Our study has several limitations: first of all, the sample was limited for both populations examined, this is also due to stringent inclusion criteria and rarity of the pathologies; another limitation is represented by the reduced follow-up and the lack of survival analysis of the implants and patients; the comorbidities present in patients that could alter the outcomes were not examined; the study design is retrospective.

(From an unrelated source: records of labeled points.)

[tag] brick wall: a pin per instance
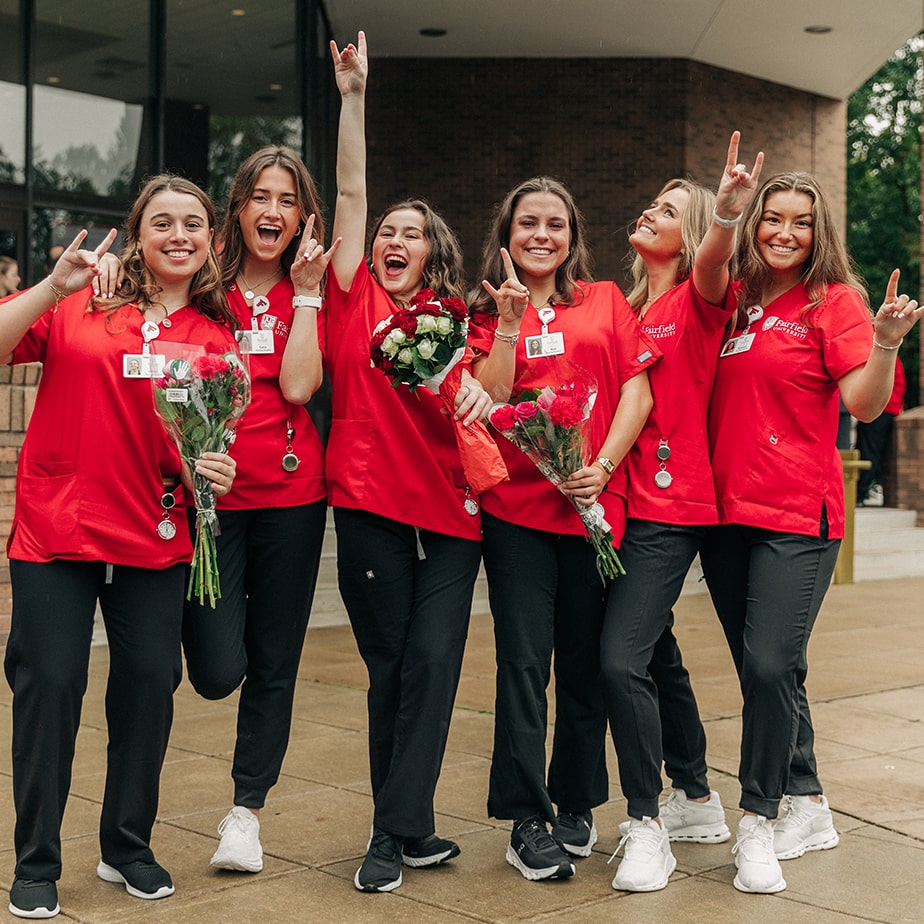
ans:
(462, 132)
(18, 385)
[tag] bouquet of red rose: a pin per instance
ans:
(423, 344)
(200, 400)
(548, 425)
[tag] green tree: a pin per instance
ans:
(884, 183)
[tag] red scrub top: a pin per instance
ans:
(96, 456)
(261, 442)
(391, 451)
(773, 419)
(689, 332)
(602, 335)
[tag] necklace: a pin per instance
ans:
(249, 289)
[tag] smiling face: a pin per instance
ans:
(400, 250)
(540, 235)
(785, 233)
(174, 236)
(658, 231)
(271, 216)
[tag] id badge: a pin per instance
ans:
(142, 365)
(256, 341)
(545, 345)
(738, 345)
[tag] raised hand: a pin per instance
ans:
(737, 186)
(351, 66)
(512, 297)
(77, 267)
(896, 316)
(311, 260)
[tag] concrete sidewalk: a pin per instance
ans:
(866, 682)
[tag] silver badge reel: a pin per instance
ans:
(663, 477)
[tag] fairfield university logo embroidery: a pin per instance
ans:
(793, 328)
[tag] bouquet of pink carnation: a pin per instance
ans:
(200, 400)
(548, 425)
(424, 344)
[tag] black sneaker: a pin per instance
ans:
(428, 851)
(381, 870)
(535, 854)
(34, 898)
(576, 832)
(141, 878)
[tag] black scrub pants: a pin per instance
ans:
(46, 666)
(408, 594)
(546, 596)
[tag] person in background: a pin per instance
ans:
(9, 276)
(546, 595)
(683, 243)
(272, 524)
(803, 337)
(874, 439)
(97, 475)
(408, 528)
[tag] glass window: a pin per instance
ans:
(91, 81)
(240, 96)
(12, 96)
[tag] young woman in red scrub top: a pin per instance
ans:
(544, 588)
(408, 530)
(272, 523)
(97, 475)
(683, 244)
(804, 336)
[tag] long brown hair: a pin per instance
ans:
(577, 266)
(828, 263)
(206, 293)
(694, 223)
(443, 272)
(242, 187)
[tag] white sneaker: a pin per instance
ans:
(758, 868)
(805, 825)
(239, 847)
(686, 820)
(647, 861)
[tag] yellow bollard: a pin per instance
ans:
(850, 458)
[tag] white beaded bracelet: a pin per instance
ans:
(882, 346)
(726, 222)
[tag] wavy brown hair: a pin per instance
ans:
(206, 293)
(443, 272)
(577, 266)
(242, 187)
(828, 263)
(694, 223)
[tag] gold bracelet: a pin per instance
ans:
(57, 292)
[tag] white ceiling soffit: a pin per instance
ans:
(762, 38)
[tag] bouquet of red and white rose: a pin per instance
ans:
(200, 398)
(548, 425)
(424, 344)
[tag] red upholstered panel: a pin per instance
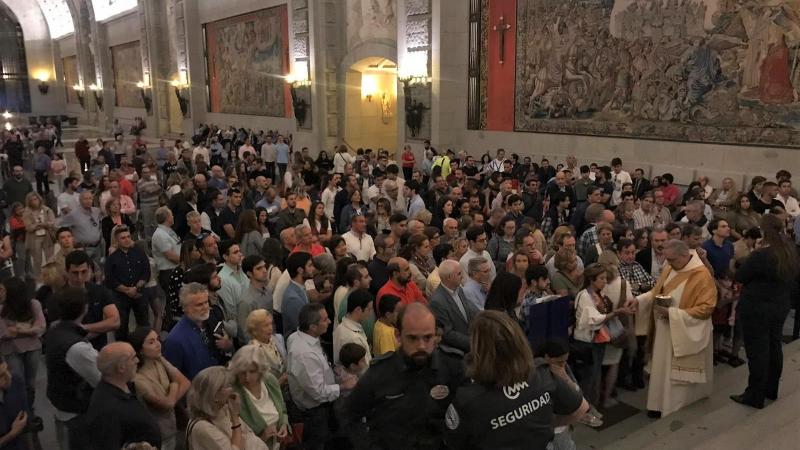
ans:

However, our study also has numerous strengths: first of all, the study design was planned to minimize any bias, the work was focused only on metastases of the trochanteric region, a single intramedullary nail and megaprosthesis design was used; only three experienced surgeons operated all patients; our work is one of the few that studies the post-operative trend of clinical function scores and therefore allows us to derive important information. Finally, to the knowledge of the authors, this is the first work to consider NLR and PLR in patients with proximal femur metastases. NLR and PLR could be used as prognostic factors to evaluate the surgical choice and it could be interesting to explore other metabolic fields, such as the Euthyroid Sick Syndrome [55, 56], in order to better stratify the population and choose the most appropriate surgical treatment.

Conclusion

The treatment of metastases of the trochanteric region of the femur is still debated in the literature. Our study compared the functional outcomes and complications among patients undergoing intramedullary nailing or resection and megaprosthesis implantation. The data suggest that intramedullary nailing guarantees a rapid functional recovery which however gradually decreases over time, compared to patients undergoing hip megaprosthesis who instead improve gradually over time. The complications are comparable in the two groups. The selection of patients with poor prognosis allows the correct surgical indication of intramedullary nailing, while in the case of a more favorable prognosis, the intervention of hip megaprosthesis is to be preferred.